Mainenence with Chinese Characteristics

8 09 2004

When I left for my trip back to the U.S. three weeks ago, our air conditioner was broken. It had been for about two weeks. As I sit here typing, there are currently five men involved in the replacing of the air-conditioning unit.

This brings me to my topic: the little differences.

In most large apartment buildings in New York, there is a general maintence staff. If the toilet breaks, you call them. If a light doesn’t turn on, you call them. Refrigeration problem? You guessed it – you call them. Just one number for everything. Unless it’s a specific issue, you see the same people every single time.

So far, I have had a few things go wrong. The toilet was leaking – this involved at least 8 different people in different stages. First, we had the team that made sure the bathroom was not flooding. Once they ascertained that there was no immediate danger to the building, they contacted our landlord. Then, a representative of our landlord brought another two people along to inspect the toilet. At this stage, they were just making sure I wasn’t some nutter who likes calling in false leaking toilet alarms. That being done and the leak being verifiied, we moved into the “fixing” stage. This involved two separate visits: one for initial fixing, the other for final fixing with the correct equipment.

At some point, I thought about have refreshments set out for all of the visitors. Iced tea, anyone? Cookie?

As for the air-conditioning unit, I have lost track of all the people I have seen. The estimate is somewhere between 15 to 20 different individuals. And, no, this is not a bold-faced case of a gweilo who keeps seeing the same faces and cannot tell the difference. I swear to you, these are completely different people. Which makes me wonder . . . are meetings being held somewhere else about us? How can so many different people be involved and know everything about the situtation? Has there been a memo? And if so, why haven’t I gotten one?

My husband has suggested that it takes so many people to fix something because China has a shortage of viable jobs. They have to invent different levels of one job in order to make room for everyone to have a job. I thought that maybe in the jokes about screwing in the light bulb, we just got the nationality all wrong. Like the game of telephone – by the time it got to us, we heard Polish.

Now, I’m fairly certain that these people consider me the biggest idiot in the world. They have to send a translator along just so that they can communicate with me. That is a fairly big sign of my inadequacy in dealing with the situation. So perhaps I shouldn’t judge.
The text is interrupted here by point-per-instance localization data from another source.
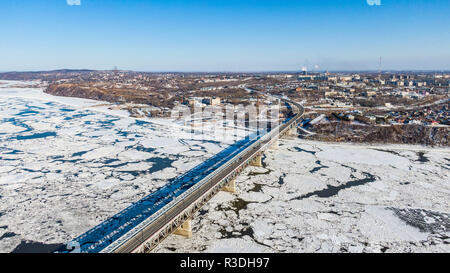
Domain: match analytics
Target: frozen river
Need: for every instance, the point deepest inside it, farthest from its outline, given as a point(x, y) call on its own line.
point(65, 168)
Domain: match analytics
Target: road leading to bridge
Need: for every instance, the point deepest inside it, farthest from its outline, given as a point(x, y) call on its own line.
point(144, 224)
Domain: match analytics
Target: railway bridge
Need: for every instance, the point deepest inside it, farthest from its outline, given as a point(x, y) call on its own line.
point(142, 226)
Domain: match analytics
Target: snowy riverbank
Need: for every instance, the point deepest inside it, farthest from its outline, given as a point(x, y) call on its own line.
point(319, 197)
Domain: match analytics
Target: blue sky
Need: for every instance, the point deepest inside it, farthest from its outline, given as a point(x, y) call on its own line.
point(218, 35)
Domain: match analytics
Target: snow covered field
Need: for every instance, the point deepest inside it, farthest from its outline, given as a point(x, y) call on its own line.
point(319, 197)
point(65, 165)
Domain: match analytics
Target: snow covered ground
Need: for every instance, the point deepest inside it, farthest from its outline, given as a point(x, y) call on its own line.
point(319, 197)
point(66, 165)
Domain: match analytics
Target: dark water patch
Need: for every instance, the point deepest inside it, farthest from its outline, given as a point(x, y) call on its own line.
point(160, 163)
point(281, 179)
point(27, 113)
point(256, 188)
point(141, 148)
point(316, 169)
point(246, 231)
point(80, 115)
point(424, 220)
point(259, 173)
point(422, 157)
point(36, 171)
point(387, 151)
point(79, 153)
point(36, 247)
point(239, 204)
point(304, 151)
point(334, 190)
point(37, 136)
point(8, 235)
point(108, 161)
point(19, 123)
point(14, 152)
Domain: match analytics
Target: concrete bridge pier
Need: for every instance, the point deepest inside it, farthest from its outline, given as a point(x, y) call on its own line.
point(185, 229)
point(230, 187)
point(292, 131)
point(257, 162)
point(275, 145)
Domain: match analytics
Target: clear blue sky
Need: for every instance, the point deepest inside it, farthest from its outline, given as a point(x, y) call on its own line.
point(224, 35)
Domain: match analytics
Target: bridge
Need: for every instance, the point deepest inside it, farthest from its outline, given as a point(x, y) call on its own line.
point(143, 225)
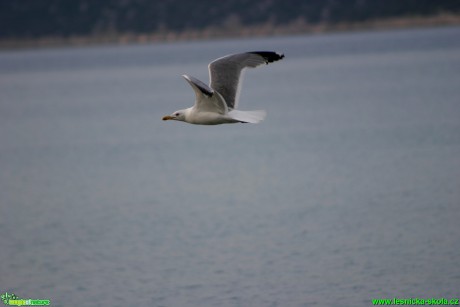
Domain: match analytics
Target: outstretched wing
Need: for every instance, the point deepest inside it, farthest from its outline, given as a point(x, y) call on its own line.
point(206, 99)
point(225, 72)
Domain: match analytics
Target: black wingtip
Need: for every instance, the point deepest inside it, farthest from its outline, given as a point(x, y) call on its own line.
point(269, 56)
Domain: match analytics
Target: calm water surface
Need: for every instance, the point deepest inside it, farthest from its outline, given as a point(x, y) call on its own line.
point(348, 191)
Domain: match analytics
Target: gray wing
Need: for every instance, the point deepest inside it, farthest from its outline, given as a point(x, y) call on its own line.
point(206, 99)
point(225, 72)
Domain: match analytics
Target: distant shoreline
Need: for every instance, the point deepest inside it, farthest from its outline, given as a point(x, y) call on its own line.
point(231, 31)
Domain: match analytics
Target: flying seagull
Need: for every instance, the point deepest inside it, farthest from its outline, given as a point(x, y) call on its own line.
point(216, 104)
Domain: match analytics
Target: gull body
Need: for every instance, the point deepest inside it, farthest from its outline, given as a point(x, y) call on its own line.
point(216, 104)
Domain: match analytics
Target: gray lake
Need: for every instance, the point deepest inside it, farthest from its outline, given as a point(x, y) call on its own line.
point(349, 190)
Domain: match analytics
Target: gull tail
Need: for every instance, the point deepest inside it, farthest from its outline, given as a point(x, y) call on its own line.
point(252, 117)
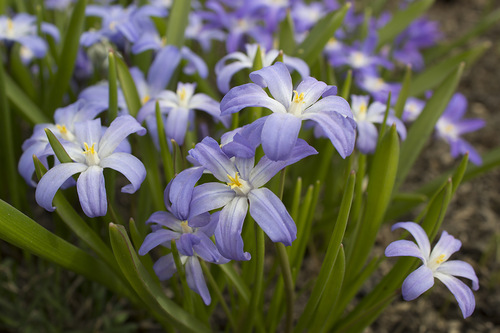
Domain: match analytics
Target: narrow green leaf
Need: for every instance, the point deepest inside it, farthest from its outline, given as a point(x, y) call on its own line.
point(403, 94)
point(434, 75)
point(57, 147)
point(315, 42)
point(67, 57)
point(287, 34)
point(23, 103)
point(178, 20)
point(113, 88)
point(21, 231)
point(147, 289)
point(330, 295)
point(128, 87)
point(401, 20)
point(330, 257)
point(382, 177)
point(422, 128)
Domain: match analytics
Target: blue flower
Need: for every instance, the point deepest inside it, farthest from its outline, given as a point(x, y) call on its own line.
point(191, 234)
point(435, 265)
point(240, 184)
point(94, 152)
point(280, 130)
point(451, 126)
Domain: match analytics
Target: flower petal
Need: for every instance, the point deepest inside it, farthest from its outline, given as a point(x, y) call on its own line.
point(279, 135)
point(129, 166)
point(92, 192)
point(228, 232)
point(196, 280)
point(277, 78)
point(462, 293)
point(248, 95)
point(271, 215)
point(418, 282)
point(52, 180)
point(118, 130)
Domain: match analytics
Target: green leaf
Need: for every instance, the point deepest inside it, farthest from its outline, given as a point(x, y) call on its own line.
point(401, 20)
point(287, 35)
point(67, 57)
point(382, 176)
point(145, 286)
point(331, 255)
point(423, 126)
point(311, 48)
point(178, 21)
point(128, 87)
point(403, 94)
point(58, 148)
point(24, 104)
point(21, 231)
point(434, 75)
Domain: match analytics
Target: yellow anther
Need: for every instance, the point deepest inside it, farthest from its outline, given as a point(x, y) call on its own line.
point(234, 182)
point(181, 93)
point(185, 228)
point(440, 259)
point(62, 129)
point(298, 98)
point(89, 150)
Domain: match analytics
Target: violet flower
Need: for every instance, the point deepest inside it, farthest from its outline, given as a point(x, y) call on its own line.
point(366, 116)
point(241, 188)
point(192, 234)
point(290, 107)
point(225, 71)
point(435, 265)
point(451, 126)
point(94, 152)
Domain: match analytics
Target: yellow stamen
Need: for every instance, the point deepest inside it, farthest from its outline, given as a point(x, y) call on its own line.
point(298, 98)
point(89, 150)
point(234, 182)
point(62, 129)
point(440, 259)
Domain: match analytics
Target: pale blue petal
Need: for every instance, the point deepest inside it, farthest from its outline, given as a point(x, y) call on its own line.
point(418, 282)
point(248, 95)
point(196, 280)
point(228, 232)
point(279, 135)
point(209, 196)
point(92, 192)
point(463, 294)
point(52, 181)
point(418, 233)
point(118, 130)
point(459, 268)
point(129, 166)
point(271, 215)
point(277, 78)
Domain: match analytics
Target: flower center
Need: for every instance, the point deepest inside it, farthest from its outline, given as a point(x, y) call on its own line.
point(90, 154)
point(185, 228)
point(238, 185)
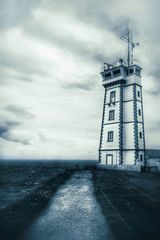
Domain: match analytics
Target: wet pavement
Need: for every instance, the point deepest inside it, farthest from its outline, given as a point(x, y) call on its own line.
point(72, 214)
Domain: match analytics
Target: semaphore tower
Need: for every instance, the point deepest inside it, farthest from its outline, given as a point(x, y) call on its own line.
point(122, 138)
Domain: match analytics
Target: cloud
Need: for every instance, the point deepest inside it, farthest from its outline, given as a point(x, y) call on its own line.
point(6, 134)
point(19, 111)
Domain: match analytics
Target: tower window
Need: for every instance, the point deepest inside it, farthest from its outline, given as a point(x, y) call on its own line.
point(141, 157)
point(111, 114)
point(139, 112)
point(108, 75)
point(112, 96)
point(131, 70)
point(138, 71)
point(110, 136)
point(140, 134)
point(116, 72)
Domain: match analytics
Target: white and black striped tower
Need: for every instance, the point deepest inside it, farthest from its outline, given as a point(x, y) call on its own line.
point(122, 138)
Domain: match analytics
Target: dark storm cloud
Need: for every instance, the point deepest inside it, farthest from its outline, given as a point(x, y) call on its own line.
point(5, 132)
point(19, 111)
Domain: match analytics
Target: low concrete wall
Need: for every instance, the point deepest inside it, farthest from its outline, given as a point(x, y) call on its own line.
point(153, 163)
point(135, 168)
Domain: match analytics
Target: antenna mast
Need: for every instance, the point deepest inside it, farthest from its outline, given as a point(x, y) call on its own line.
point(131, 45)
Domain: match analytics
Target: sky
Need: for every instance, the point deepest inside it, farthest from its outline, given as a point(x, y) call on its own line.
point(51, 54)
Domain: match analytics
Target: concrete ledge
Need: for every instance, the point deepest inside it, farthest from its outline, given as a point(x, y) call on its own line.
point(135, 168)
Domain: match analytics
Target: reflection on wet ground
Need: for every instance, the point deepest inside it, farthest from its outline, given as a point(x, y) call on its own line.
point(73, 213)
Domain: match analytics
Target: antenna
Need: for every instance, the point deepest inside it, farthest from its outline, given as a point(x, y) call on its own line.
point(131, 45)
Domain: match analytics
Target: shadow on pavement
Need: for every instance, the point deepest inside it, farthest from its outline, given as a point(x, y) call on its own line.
point(15, 219)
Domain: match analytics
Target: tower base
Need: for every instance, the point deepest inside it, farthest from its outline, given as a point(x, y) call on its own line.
point(135, 168)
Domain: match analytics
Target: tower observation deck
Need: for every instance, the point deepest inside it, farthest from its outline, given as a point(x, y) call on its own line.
point(122, 138)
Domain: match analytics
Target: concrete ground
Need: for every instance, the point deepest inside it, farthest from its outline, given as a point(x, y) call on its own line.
point(130, 202)
point(73, 214)
point(88, 205)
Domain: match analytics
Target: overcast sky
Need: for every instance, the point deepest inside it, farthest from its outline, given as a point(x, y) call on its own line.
point(51, 54)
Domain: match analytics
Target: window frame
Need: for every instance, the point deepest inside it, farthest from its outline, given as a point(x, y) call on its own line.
point(139, 112)
point(140, 135)
point(111, 97)
point(111, 116)
point(110, 136)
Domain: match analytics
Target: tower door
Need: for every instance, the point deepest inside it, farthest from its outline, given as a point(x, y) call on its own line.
point(109, 159)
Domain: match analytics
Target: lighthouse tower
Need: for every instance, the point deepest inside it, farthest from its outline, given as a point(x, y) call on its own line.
point(122, 138)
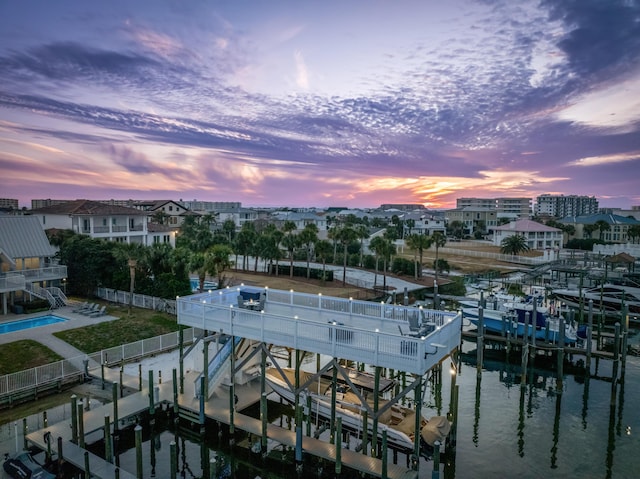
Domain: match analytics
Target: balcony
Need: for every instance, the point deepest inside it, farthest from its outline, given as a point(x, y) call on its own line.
point(16, 280)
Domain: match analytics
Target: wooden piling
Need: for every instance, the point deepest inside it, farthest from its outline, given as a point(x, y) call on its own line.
point(138, 438)
point(338, 443)
point(74, 419)
point(114, 394)
point(174, 459)
point(107, 439)
point(81, 427)
point(480, 341)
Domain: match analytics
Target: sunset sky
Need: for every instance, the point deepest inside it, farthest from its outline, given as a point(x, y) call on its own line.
point(306, 103)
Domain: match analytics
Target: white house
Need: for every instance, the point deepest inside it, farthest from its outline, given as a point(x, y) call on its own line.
point(538, 236)
point(27, 264)
point(98, 220)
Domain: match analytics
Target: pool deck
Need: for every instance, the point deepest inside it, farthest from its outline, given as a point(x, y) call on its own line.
point(44, 334)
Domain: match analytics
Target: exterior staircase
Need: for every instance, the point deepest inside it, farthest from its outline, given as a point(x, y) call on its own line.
point(54, 295)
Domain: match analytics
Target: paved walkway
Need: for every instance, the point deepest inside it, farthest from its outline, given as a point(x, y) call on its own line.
point(355, 276)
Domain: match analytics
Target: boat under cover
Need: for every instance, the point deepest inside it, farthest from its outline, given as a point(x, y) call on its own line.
point(399, 421)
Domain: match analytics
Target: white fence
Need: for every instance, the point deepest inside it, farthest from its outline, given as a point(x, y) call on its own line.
point(68, 369)
point(139, 300)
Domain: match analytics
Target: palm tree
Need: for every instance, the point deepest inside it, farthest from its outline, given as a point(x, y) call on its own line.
point(290, 242)
point(514, 244)
point(438, 240)
point(218, 256)
point(418, 243)
point(323, 249)
point(363, 233)
point(602, 226)
point(589, 229)
point(383, 248)
point(308, 237)
point(345, 235)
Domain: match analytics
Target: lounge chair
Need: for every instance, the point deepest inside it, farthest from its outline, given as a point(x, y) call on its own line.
point(97, 313)
point(94, 307)
point(82, 307)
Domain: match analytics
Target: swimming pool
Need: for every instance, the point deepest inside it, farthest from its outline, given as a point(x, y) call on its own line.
point(21, 324)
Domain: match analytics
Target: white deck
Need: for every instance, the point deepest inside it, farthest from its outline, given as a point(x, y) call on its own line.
point(355, 330)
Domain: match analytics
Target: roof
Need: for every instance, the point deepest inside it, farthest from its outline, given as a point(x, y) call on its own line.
point(526, 226)
point(23, 237)
point(608, 218)
point(621, 258)
point(87, 208)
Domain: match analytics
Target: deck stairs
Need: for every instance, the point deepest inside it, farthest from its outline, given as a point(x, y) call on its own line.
point(53, 295)
point(218, 367)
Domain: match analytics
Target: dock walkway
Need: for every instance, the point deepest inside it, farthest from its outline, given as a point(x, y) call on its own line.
point(216, 409)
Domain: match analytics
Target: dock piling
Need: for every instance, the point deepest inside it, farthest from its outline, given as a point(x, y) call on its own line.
point(138, 434)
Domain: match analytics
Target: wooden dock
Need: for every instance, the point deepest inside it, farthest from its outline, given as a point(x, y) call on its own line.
point(216, 409)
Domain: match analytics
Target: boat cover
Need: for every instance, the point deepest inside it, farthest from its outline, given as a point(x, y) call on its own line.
point(437, 429)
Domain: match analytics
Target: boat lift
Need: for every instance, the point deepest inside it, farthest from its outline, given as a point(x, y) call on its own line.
point(383, 335)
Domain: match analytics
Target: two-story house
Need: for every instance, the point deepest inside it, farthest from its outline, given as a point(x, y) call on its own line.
point(27, 264)
point(96, 219)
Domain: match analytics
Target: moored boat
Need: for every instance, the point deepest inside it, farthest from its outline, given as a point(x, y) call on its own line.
point(399, 421)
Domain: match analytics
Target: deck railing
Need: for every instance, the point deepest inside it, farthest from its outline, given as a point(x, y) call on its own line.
point(343, 328)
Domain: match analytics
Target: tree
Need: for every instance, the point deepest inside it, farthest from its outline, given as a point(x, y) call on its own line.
point(588, 230)
point(363, 233)
point(418, 243)
point(219, 257)
point(438, 240)
point(290, 242)
point(602, 226)
point(308, 237)
point(514, 244)
point(160, 217)
point(383, 248)
point(323, 250)
point(456, 229)
point(345, 235)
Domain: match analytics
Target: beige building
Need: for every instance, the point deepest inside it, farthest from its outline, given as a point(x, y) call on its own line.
point(538, 236)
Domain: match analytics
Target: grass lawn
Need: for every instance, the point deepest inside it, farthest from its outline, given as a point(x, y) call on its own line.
point(141, 324)
point(25, 354)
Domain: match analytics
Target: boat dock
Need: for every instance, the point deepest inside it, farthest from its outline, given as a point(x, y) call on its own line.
point(378, 334)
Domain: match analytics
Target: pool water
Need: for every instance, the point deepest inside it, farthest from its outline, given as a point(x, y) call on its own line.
point(21, 324)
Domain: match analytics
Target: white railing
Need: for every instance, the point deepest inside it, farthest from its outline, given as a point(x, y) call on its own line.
point(68, 369)
point(343, 328)
point(13, 282)
point(41, 293)
point(139, 300)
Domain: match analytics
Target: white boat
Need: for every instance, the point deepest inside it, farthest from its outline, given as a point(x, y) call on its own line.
point(609, 297)
point(399, 421)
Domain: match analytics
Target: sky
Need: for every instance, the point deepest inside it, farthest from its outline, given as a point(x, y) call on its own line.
point(351, 103)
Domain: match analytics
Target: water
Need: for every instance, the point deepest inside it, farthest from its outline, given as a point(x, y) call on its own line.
point(506, 428)
point(21, 324)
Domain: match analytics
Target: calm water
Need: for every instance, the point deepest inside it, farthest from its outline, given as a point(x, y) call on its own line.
point(21, 324)
point(506, 429)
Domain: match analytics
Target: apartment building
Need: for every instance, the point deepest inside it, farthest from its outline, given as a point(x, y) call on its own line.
point(560, 206)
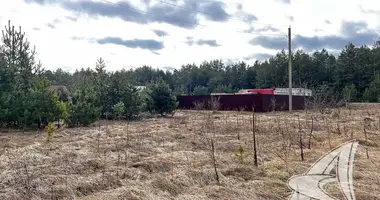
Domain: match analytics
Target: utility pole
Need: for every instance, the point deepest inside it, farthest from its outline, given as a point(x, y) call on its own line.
point(290, 69)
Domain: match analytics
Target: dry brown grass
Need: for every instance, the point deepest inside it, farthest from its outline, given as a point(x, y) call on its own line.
point(169, 158)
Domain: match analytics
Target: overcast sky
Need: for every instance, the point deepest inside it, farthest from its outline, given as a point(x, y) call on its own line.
point(168, 33)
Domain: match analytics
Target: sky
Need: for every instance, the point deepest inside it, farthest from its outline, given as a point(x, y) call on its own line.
point(71, 34)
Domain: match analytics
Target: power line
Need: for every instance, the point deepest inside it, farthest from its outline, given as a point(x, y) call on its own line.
point(195, 23)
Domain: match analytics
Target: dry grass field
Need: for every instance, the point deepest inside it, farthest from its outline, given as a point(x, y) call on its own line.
point(172, 158)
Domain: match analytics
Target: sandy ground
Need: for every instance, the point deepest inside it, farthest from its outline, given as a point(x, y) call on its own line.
point(170, 158)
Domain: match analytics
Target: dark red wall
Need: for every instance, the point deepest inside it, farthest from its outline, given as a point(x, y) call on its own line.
point(261, 102)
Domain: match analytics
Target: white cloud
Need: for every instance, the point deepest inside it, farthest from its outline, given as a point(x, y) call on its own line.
point(56, 47)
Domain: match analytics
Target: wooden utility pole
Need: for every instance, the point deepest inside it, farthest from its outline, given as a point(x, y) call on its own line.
point(290, 69)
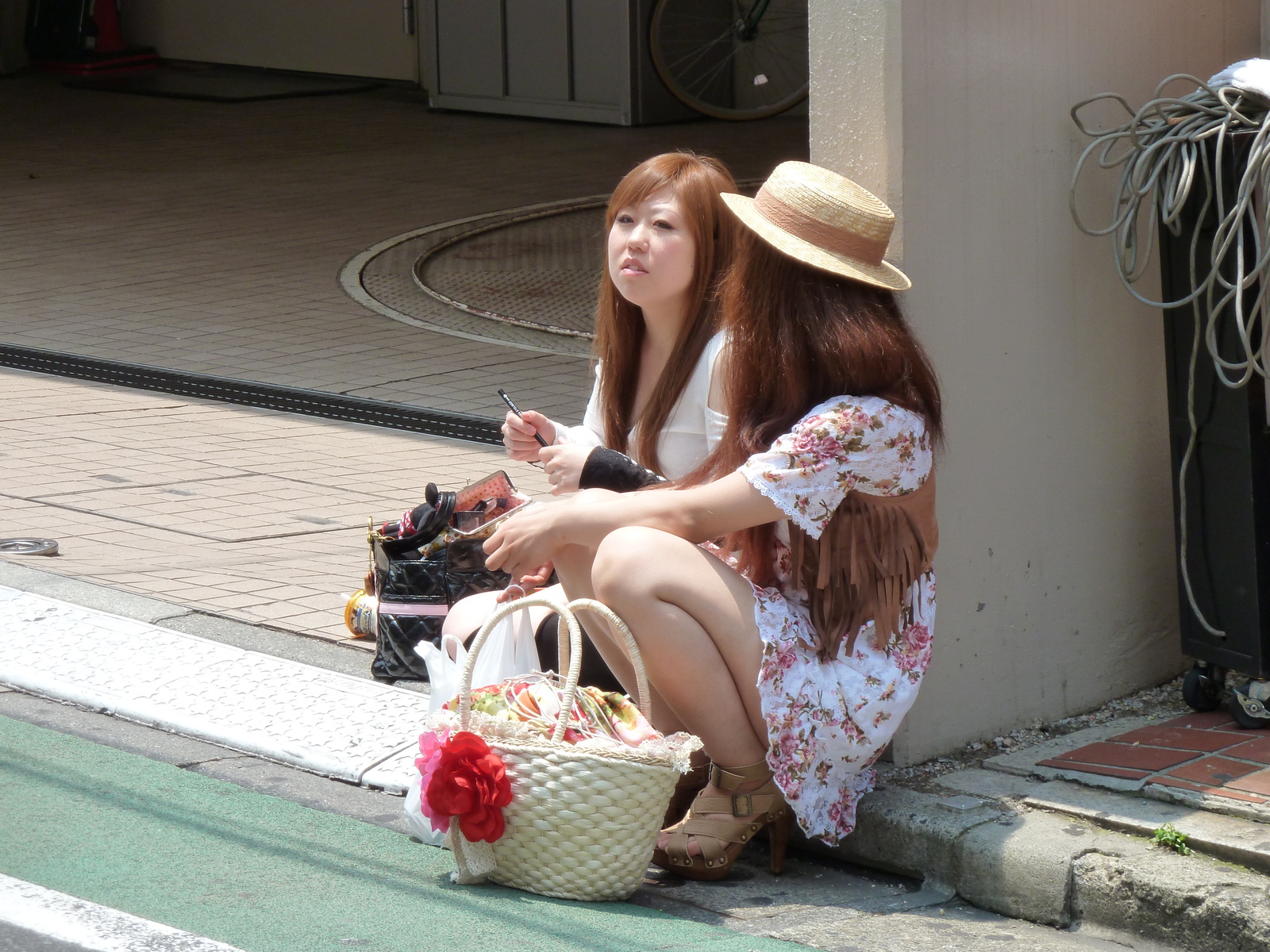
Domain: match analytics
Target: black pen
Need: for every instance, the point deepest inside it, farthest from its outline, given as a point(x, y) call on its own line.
point(518, 412)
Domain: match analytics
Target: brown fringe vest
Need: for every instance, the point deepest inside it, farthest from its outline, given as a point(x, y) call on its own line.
point(864, 564)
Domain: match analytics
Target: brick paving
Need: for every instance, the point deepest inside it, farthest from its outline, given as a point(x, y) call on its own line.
point(207, 238)
point(1204, 753)
point(252, 514)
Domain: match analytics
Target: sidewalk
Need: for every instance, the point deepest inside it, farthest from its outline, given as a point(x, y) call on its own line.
point(249, 514)
point(226, 844)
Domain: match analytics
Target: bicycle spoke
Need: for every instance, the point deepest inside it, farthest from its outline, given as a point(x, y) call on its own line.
point(713, 75)
point(764, 40)
point(702, 51)
point(683, 61)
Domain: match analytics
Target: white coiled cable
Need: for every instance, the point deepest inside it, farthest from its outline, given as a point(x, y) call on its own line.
point(1165, 156)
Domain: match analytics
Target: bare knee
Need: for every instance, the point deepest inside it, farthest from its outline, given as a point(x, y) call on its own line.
point(584, 497)
point(624, 559)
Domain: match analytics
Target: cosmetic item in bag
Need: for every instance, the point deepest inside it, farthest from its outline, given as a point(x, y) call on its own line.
point(417, 577)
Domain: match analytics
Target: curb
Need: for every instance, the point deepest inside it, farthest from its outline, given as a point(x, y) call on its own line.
point(1060, 871)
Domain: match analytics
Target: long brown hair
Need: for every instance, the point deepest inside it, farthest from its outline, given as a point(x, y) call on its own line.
point(798, 336)
point(696, 181)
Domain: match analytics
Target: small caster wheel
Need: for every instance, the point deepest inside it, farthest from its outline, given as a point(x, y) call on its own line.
point(1250, 712)
point(1203, 687)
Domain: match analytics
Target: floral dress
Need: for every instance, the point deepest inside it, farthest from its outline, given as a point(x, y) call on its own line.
point(829, 723)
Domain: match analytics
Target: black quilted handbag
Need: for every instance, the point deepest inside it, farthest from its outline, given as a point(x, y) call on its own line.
point(417, 587)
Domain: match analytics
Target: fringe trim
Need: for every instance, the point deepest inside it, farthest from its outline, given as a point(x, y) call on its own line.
point(864, 564)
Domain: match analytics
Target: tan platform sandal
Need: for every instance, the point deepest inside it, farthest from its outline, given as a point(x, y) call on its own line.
point(685, 793)
point(722, 841)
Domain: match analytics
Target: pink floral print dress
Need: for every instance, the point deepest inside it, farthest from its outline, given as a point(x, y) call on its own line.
point(829, 721)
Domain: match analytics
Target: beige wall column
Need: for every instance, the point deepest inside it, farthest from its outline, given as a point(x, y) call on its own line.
point(1057, 566)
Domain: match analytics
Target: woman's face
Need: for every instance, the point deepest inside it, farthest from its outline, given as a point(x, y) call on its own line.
point(652, 253)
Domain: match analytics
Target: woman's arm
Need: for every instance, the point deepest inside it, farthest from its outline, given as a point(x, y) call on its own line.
point(696, 514)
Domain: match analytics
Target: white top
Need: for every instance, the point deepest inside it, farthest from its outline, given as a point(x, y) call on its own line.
point(691, 431)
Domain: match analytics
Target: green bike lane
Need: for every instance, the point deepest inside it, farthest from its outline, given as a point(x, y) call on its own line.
point(268, 875)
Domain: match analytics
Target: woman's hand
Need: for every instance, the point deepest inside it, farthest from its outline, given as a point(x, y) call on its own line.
point(518, 435)
point(563, 465)
point(526, 584)
point(526, 543)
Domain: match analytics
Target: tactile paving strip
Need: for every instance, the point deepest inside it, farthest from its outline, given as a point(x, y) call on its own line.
point(318, 720)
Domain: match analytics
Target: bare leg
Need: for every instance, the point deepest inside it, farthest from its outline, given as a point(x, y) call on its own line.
point(694, 620)
point(573, 566)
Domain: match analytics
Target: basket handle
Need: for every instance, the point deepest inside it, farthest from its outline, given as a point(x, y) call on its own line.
point(575, 655)
point(645, 700)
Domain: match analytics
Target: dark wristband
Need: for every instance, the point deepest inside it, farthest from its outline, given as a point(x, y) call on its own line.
point(607, 469)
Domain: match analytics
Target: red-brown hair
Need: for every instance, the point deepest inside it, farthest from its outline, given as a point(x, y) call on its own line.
point(799, 336)
point(696, 182)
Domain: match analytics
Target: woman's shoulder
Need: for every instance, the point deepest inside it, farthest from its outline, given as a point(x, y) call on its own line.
point(860, 418)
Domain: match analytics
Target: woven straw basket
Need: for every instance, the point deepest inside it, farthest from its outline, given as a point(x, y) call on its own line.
point(582, 823)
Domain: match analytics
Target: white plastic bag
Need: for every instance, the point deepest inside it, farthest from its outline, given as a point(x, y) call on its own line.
point(508, 653)
point(419, 824)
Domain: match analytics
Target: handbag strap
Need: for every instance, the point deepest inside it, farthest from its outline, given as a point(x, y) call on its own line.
point(567, 613)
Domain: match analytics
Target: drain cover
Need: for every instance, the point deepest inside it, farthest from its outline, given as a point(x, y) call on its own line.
point(29, 546)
And, actually, at this point, we’re getting used to the sweating. It’s like having your own private sauna with a bed in it. Sweating out the pounds while you sleep. It could be all the rage on the dieting circuit.

At any rate, I find it more amusing than annoying. I like finding out about these small differences in culture. On the surface, they seem baffling, and I’ll probably never understand it. But you don’t go to China to have american experiences, then, do you?